Date: Tuesday, May 10th, 2022
Time: 10:00am – 11:00am PT

Location: 380 Soda Hall
Zoom Link: https://berkeley.zoom.us/j/7173513117?pwd=aXVjZmVwM2NTbmx4RFVxMUszUHJIZz09
Meeting ID: 717 351 3117
Passcode: 1337

Abstract:
Scientists increasingly rely on Python tools to perform scalable distributed memory array operations using rich, NumPy-like expressions. Existing solutions that scale arrays and machine learning models provide limited functionality of the scikit-learn library, and achieve sub-optimal performance on numerical operations by relying on dynamic scheduling provided by task-based distributed systems. This can lead to performance problems which are difficult to address without in-depth knowledge of the underlying distributed system.

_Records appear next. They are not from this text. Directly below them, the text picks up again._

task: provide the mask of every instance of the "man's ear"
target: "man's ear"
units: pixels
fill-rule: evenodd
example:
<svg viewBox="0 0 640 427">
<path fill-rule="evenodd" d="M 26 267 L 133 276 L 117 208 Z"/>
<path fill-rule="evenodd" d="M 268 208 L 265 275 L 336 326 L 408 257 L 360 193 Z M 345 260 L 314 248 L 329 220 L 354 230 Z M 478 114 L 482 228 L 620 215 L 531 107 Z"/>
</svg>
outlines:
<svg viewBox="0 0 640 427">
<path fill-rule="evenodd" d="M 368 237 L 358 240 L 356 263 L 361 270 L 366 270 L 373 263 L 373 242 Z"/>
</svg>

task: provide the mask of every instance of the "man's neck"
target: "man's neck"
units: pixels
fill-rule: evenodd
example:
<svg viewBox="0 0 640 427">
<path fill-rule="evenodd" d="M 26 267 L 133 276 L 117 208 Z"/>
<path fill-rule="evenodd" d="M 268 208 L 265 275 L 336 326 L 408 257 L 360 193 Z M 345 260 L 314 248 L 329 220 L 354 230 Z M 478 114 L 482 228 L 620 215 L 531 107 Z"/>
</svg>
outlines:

In this thesis, I break down what is required to seamlessly scale the NumPy and scikit-learn APIs on task-based distributed systems into three primary components: (1) An API providing automatic loop parallelism for Python programs written using numpy operations and scikit-learn models. (2) A distributed array data structure, optimized for task-based distributed systems, which enables scalable execution of element-wise, linear and tensor algebra operations. (3) A scheduler optimized for our representation of distributed array operations. I summarize each component, along with the functionality they enable, within the scope of the open source project NumS. In particular, our solution to scheduling, called Load Simulated Hierarchical Scheduling (LSHS), significantly enhances NumS performance on the distributed system Ray, and is robust to a variety of block partitioning sizes on a variety of microbenchmarks. I explain the performance of our scheduler by presenting communication lower bounds, and showing that LSHS attains some of these lower bounds. As a real world application, NumS is being used by the National Observatory of Athens research group to scale their deep learning methods globally for daily wildfire danger forecasting.